I am trying to build a domain specific RoBERTa model and I need clarification on the attention_mask usage. Glossary (https://huggingface.co/transformers/glossary.html#attention-mask) says “The attention mask is a binary tensor indicating the position of the padded indices so that the model does not attend to them.”

On the github page (https://github.com/huggingface/transformers/blob/master/src/transformers/modeling_roberta.py)
lines 196-198:
if attention_mask is not None:
# Apply the attention mask is (precomputed for all layers in RobertaModel forward() function)
attention_scores = attention_scores + attention_mask

I would think masking would be a multiplication of attention scores with the attention_mask, not addition. Could someone clarify this for me?

My purpose looking into attention_mask is to be able to use it as a quick way of assigning fixed weights to certain tokens. For example, if I have a domain specific sentence like this: “Parasequence boundaries may be distinguished by differences in physical and chemical properties”, where I care more about the domain specific words than the common language words. I assumed attention_mask could be used as a domain specific weighting. thanks!

1 Like

Hi! The attention mask is made so that it accepts 0s and 1s.
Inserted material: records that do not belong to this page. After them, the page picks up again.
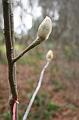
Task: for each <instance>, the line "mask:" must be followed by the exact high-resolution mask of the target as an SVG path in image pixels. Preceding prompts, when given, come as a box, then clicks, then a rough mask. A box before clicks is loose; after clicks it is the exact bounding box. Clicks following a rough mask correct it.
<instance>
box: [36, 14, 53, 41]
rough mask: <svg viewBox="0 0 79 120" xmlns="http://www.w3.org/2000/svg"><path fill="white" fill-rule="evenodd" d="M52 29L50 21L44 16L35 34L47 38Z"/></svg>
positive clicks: (46, 38) (38, 36)
mask: <svg viewBox="0 0 79 120" xmlns="http://www.w3.org/2000/svg"><path fill="white" fill-rule="evenodd" d="M51 31H52V21H51V19H50V18H49V17H48V16H46V17H45V19H44V20H43V21H42V23H41V24H40V26H39V28H38V32H37V36H38V37H39V38H43V39H44V40H46V39H48V37H49V35H50V33H51Z"/></svg>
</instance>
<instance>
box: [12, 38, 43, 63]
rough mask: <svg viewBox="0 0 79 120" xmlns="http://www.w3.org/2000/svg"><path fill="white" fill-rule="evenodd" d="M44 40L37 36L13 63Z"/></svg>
mask: <svg viewBox="0 0 79 120" xmlns="http://www.w3.org/2000/svg"><path fill="white" fill-rule="evenodd" d="M42 41H44V40H43V38H38V37H37V38H36V40H34V41H33V42H32V43H31V44H30V45H29V46H28V47H27V48H26V49H25V50H24V51H22V52H21V53H20V54H19V55H18V56H17V57H15V58H14V59H13V63H15V62H16V61H17V60H19V59H20V58H21V57H22V56H23V55H24V54H25V53H27V52H28V51H29V50H31V49H32V48H34V47H36V46H37V45H39V44H40V43H41V42H42Z"/></svg>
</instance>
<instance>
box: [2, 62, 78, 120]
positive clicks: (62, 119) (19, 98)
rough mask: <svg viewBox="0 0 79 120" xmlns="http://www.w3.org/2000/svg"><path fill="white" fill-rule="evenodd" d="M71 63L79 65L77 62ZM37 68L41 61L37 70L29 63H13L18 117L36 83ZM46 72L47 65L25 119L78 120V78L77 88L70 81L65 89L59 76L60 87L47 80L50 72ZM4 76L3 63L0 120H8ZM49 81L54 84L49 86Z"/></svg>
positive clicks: (6, 73)
mask: <svg viewBox="0 0 79 120" xmlns="http://www.w3.org/2000/svg"><path fill="white" fill-rule="evenodd" d="M75 66H77V68H79V67H78V66H79V64H78V65H75ZM41 68H42V64H41V66H39V69H35V68H34V67H33V66H32V67H31V66H28V65H17V70H16V71H17V72H16V73H17V76H16V78H17V88H18V97H19V98H18V100H19V114H20V116H21V114H22V115H23V113H24V110H25V108H26V107H25V106H26V104H28V102H29V99H30V97H31V95H32V93H33V91H34V89H35V87H36V85H37V80H38V78H39V74H40V71H41ZM49 71H50V68H48V70H47V71H46V73H45V76H44V81H43V84H42V86H41V89H40V91H39V93H38V97H37V98H36V101H35V103H34V104H33V106H32V109H31V114H30V115H29V120H79V87H78V86H79V85H78V80H77V83H76V87H77V89H76V88H75V87H73V84H69V83H68V86H69V87H68V88H67V86H65V87H64V82H63V77H62V78H61V83H63V84H62V86H61V85H60V84H59V83H56V82H55V81H54V82H53V80H52V81H51V80H50V79H51V74H49ZM7 76H8V75H7V65H0V120H8V111H9V105H8V100H9V94H10V93H9V84H8V79H7ZM52 79H53V78H52ZM67 82H68V81H66V84H67ZM53 83H54V85H52V84H53ZM71 83H72V82H71ZM76 91H77V92H76ZM51 103H52V104H51ZM47 105H48V108H47ZM57 106H58V108H57ZM56 108H57V109H56ZM52 111H54V112H52ZM35 116H36V117H35ZM33 118H34V119H33ZM20 119H21V117H20Z"/></svg>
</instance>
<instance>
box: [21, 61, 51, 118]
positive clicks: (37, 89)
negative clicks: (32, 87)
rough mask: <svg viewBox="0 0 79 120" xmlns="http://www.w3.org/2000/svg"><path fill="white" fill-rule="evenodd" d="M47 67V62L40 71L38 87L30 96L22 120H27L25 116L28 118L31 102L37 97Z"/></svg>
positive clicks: (26, 117)
mask: <svg viewBox="0 0 79 120" xmlns="http://www.w3.org/2000/svg"><path fill="white" fill-rule="evenodd" d="M48 65H49V62H47V63H46V65H45V66H44V67H43V70H42V72H41V74H40V78H39V82H38V85H37V87H36V89H35V91H34V93H33V96H32V98H31V100H30V103H29V105H28V107H27V110H26V112H25V114H24V116H23V120H26V119H27V116H28V114H29V111H30V109H31V106H32V104H33V102H34V100H35V97H36V95H37V93H38V91H39V89H40V87H41V84H42V80H43V76H44V72H45V70H46V68H47V67H48Z"/></svg>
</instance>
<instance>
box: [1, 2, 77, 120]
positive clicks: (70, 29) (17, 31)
mask: <svg viewBox="0 0 79 120" xmlns="http://www.w3.org/2000/svg"><path fill="white" fill-rule="evenodd" d="M12 2H13V13H14V35H15V51H16V56H17V55H18V54H19V53H20V52H21V51H22V50H23V49H24V48H26V46H28V45H29V44H30V43H31V42H32V41H33V40H34V39H35V38H36V34H37V29H38V26H39V24H40V23H41V22H42V20H43V19H44V18H45V16H49V17H50V18H51V19H52V22H53V30H52V33H51V35H50V37H49V39H48V40H47V41H46V42H44V43H42V44H40V45H39V46H37V47H36V48H34V49H32V50H31V51H29V52H28V54H26V55H24V56H23V57H22V58H21V59H20V60H19V61H18V62H17V69H16V73H17V76H16V78H17V86H18V96H19V102H20V104H19V120H21V119H22V115H23V113H24V111H25V108H26V106H27V105H28V102H29V100H30V98H31V96H32V94H33V91H34V89H35V87H36V85H37V82H38V79H39V75H40V72H41V70H42V68H43V66H44V64H45V63H46V60H45V55H46V53H47V51H48V50H49V49H52V50H53V52H54V59H53V60H52V62H51V64H50V66H49V68H48V69H47V71H46V73H45V76H44V81H43V84H42V87H41V89H40V91H39V93H38V96H37V97H36V100H35V102H34V104H33V106H32V109H31V112H30V114H29V118H28V119H29V120H52V119H53V120H79V0H13V1H12ZM3 26H4V25H3V12H2V3H1V1H0V119H1V120H9V119H10V118H9V107H8V99H9V94H10V93H9V84H8V78H7V77H8V75H7V71H8V70H7V59H6V54H5V51H6V50H5V40H4V27H3Z"/></svg>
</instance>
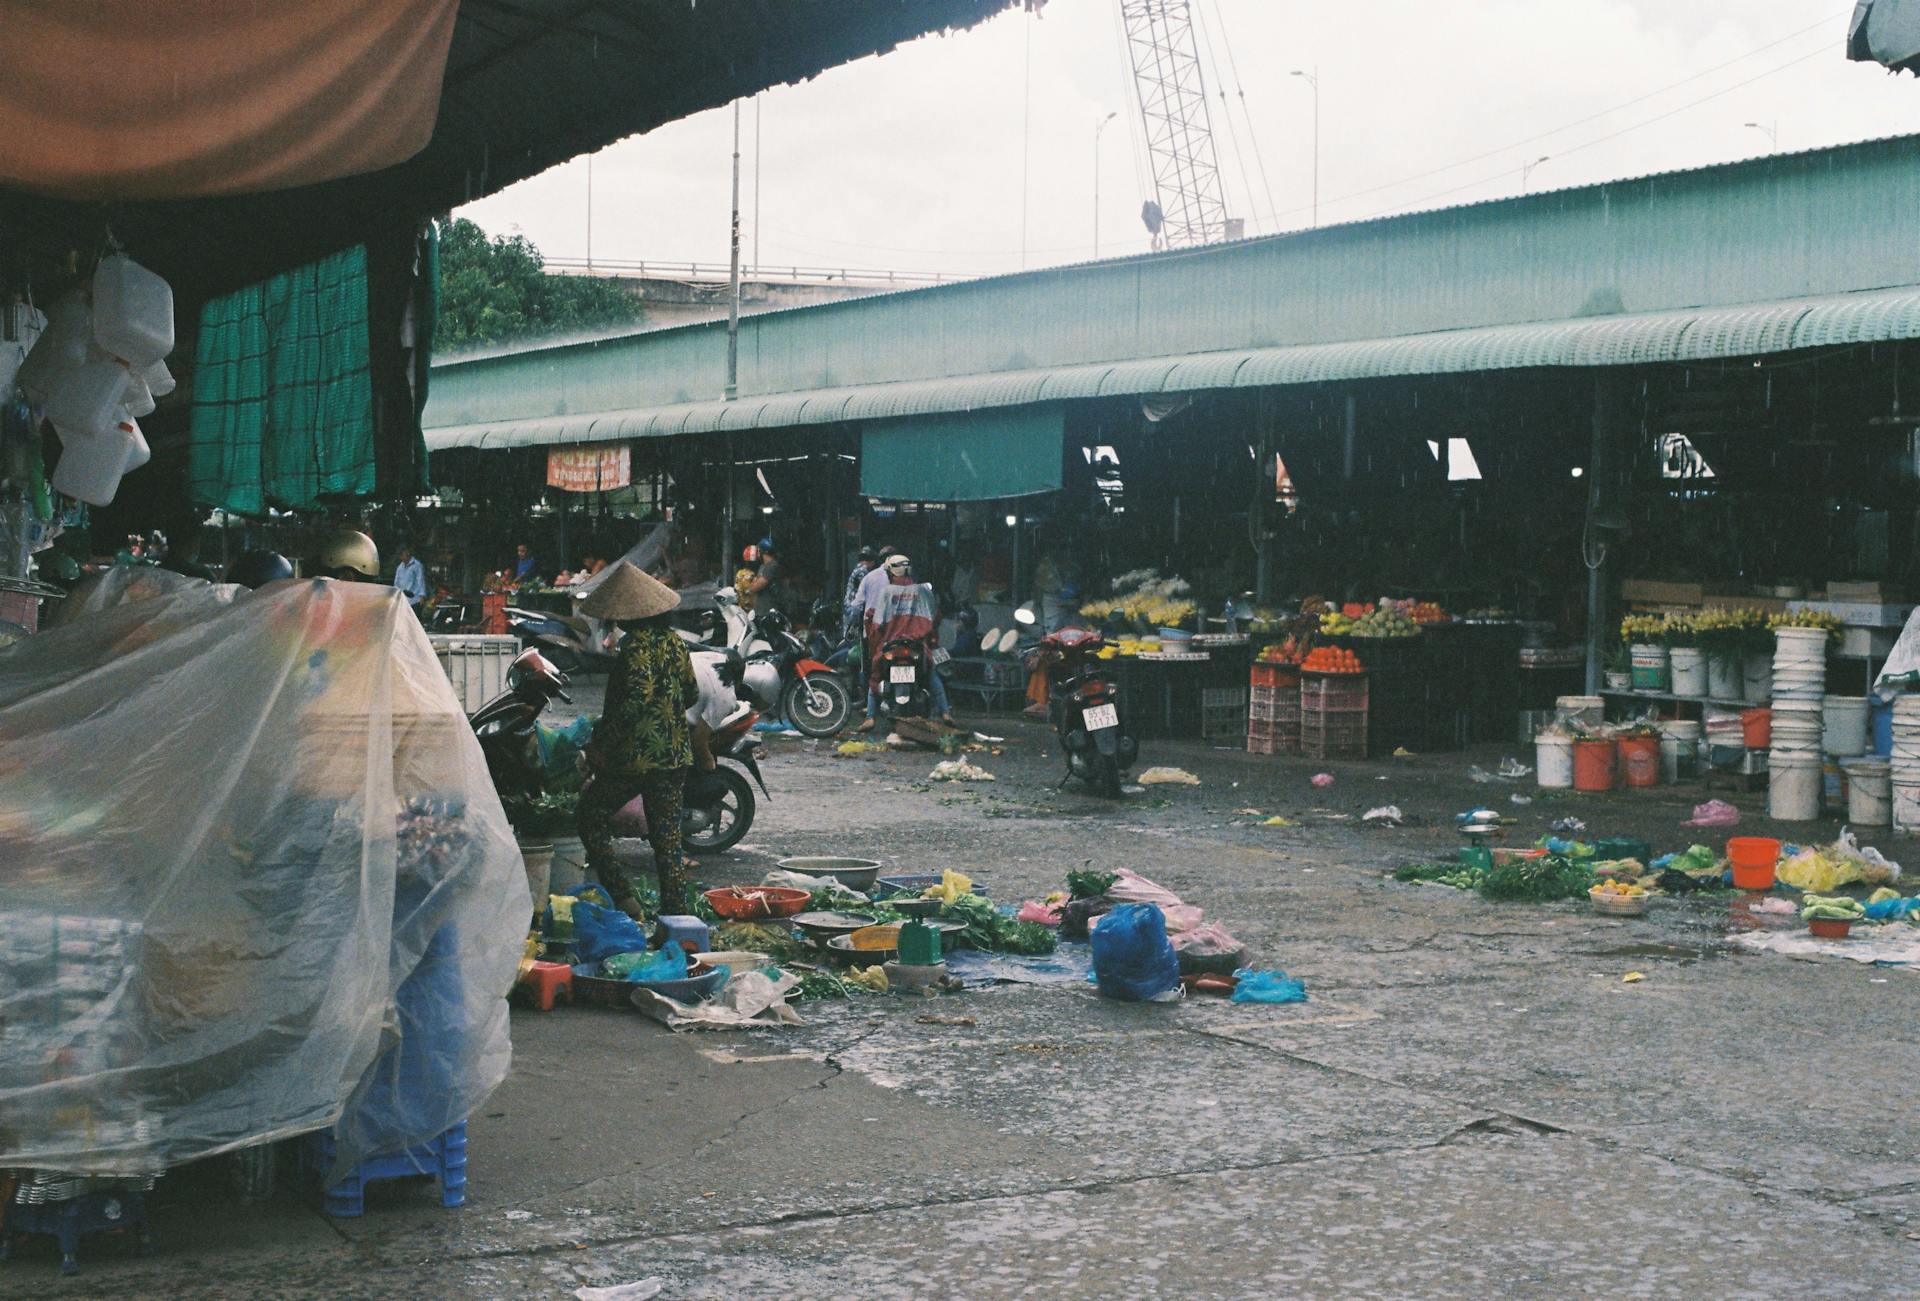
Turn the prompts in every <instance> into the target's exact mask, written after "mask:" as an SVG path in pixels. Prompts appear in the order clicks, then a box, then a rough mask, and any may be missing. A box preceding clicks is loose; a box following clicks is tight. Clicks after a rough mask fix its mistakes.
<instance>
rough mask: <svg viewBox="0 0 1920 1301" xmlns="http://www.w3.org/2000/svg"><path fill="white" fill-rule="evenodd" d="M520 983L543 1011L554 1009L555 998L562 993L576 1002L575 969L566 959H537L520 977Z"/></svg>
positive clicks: (528, 995) (537, 1005)
mask: <svg viewBox="0 0 1920 1301" xmlns="http://www.w3.org/2000/svg"><path fill="white" fill-rule="evenodd" d="M520 984H522V986H524V988H526V994H528V998H532V1000H534V1005H536V1007H540V1009H541V1011H553V1000H555V998H557V996H561V994H564V996H566V1002H574V969H572V967H568V965H566V963H564V961H536V963H534V965H532V967H528V969H526V975H524V977H520Z"/></svg>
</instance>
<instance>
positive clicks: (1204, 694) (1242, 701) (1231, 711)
mask: <svg viewBox="0 0 1920 1301" xmlns="http://www.w3.org/2000/svg"><path fill="white" fill-rule="evenodd" d="M1246 718H1248V716H1246V687H1202V689H1200V739H1202V741H1225V739H1231V737H1238V735H1240V729H1244V727H1246Z"/></svg>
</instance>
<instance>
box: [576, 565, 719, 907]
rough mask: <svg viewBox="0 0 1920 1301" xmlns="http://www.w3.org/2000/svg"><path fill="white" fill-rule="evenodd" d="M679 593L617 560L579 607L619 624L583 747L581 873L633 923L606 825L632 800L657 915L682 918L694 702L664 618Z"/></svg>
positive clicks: (629, 901) (686, 660)
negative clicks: (595, 882)
mask: <svg viewBox="0 0 1920 1301" xmlns="http://www.w3.org/2000/svg"><path fill="white" fill-rule="evenodd" d="M678 604H680V593H676V591H674V589H672V587H668V585H664V583H660V581H659V580H653V578H647V576H645V574H641V572H639V570H637V568H634V566H632V564H628V562H626V560H622V562H620V566H618V568H616V570H614V572H612V576H611V578H607V580H603V581H601V585H599V587H595V589H593V593H591V595H589V597H588V599H586V601H582V603H580V612H582V614H584V616H588V618H597V620H609V622H614V624H618V626H620V631H622V633H624V637H622V639H620V645H618V647H616V651H614V668H612V674H611V677H609V681H607V710H605V714H603V716H601V720H599V723H595V725H593V741H589V743H588V768H589V769H591V773H593V777H591V781H589V783H588V787H586V791H582V792H580V816H578V817H580V840H582V844H584V846H586V852H588V867H589V869H591V871H593V877H595V879H597V881H599V883H601V885H605V887H607V892H609V894H611V896H612V902H614V906H616V908H618V910H620V911H624V913H628V915H630V917H639V915H641V910H639V900H637V898H634V888H632V887H630V885H628V881H626V875H624V873H622V871H620V867H618V863H614V858H612V817H614V814H618V812H620V810H622V808H624V806H626V804H628V802H630V800H634V798H636V796H639V798H643V800H645V808H647V842H649V844H651V846H653V869H655V871H657V873H659V877H660V911H662V913H684V911H687V869H685V860H684V858H682V854H680V806H682V794H684V792H685V785H687V773H689V769H691V768H693V737H691V731H693V729H691V725H689V723H687V710H689V706H693V704H695V700H697V698H699V693H697V689H695V683H693V662H691V660H689V658H687V645H685V643H684V641H682V639H680V635H678V633H674V629H672V626H670V624H668V622H666V616H668V614H672V610H674V608H676V606H678Z"/></svg>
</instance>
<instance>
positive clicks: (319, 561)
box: [313, 528, 380, 583]
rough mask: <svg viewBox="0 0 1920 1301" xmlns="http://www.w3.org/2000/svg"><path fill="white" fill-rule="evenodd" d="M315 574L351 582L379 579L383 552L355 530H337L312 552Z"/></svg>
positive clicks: (322, 577) (368, 538) (375, 580)
mask: <svg viewBox="0 0 1920 1301" xmlns="http://www.w3.org/2000/svg"><path fill="white" fill-rule="evenodd" d="M313 572H315V574H319V576H321V578H338V580H342V581H348V583H365V581H378V580H380V549H378V547H374V545H372V537H367V533H361V532H359V530H355V528H336V530H334V532H332V533H328V535H326V537H324V539H323V541H321V545H319V549H317V551H315V553H313Z"/></svg>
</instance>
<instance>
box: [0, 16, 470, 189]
mask: <svg viewBox="0 0 1920 1301" xmlns="http://www.w3.org/2000/svg"><path fill="white" fill-rule="evenodd" d="M457 13H459V0H292V2H284V4H238V2H234V0H173V2H171V4H154V0H60V2H58V4H48V2H46V0H0V33H4V44H6V59H4V65H6V92H4V94H0V186H6V188H15V190H25V192H33V194H44V196H54V198H65V200H186V198H205V196H223V194H255V192H263V190H286V188H292V186H303V184H313V182H321V180H336V178H340V177H355V175H361V173H371V171H378V169H382V167H392V165H396V163H403V161H407V159H409V157H413V155H415V154H419V152H420V150H422V148H426V142H428V140H430V138H432V134H434V119H436V115H438V111H440V83H442V77H444V73H445V67H447V48H449V44H451V40H453V21H455V17H457Z"/></svg>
Putting a 1 indicates that this token should be attended to, while putting a 0 indicates a value that should not be attended to.

In the models it is modified here (inversion), which means that tokens that have a 1 value will now have 0, and tokens that have a 0 value will now have -10000.

This value is then summed to the attention scores here: if tokens had 1 initially, nothing changes. If tokens has 0 initially, their attention scores becomes a very negative value, nullifying their impact on the sequence.

Unfortunately, you won’t be able to use this attention mask to assign fix weights to certain tokens. The attention_mask can be used to nullify the impact of certain tokens on the rest of the sequence, but that’s about it.

3 Likes

Thank you for your response, very clear. I have missed the inversion part. Now it makes perfect sense. Thanks again!

1 Like

If you see this, wondering if you pursued this idea @zb1 and whether you implemented something of your own or found some other workaround? Thanks!

suppose my sentence is :
[‘Mr’ , ‘Obama’, ‘had’, ‘a’, ‘very’, ‘good’, ‘standing’, ‘among’, ‘world’, ‘leaders’ , ‘.’]
if I give its attention_mask as :
[0, 1, 0, 0, 0, 0, 0, 0, 0, 0 , 0]
And since attention, in context of transformers, basically is K.QT
that is key and query ,
So my doubt is , what does ignoring mean ??
Will the attention score be only attend to Kobama . Qobama ??
or does it mean the following :
while encoding ‘Obama’ , the self attention will encode it by attending to all other words
and while encoding other words , the self attention will not look to other words/tokens in the text ??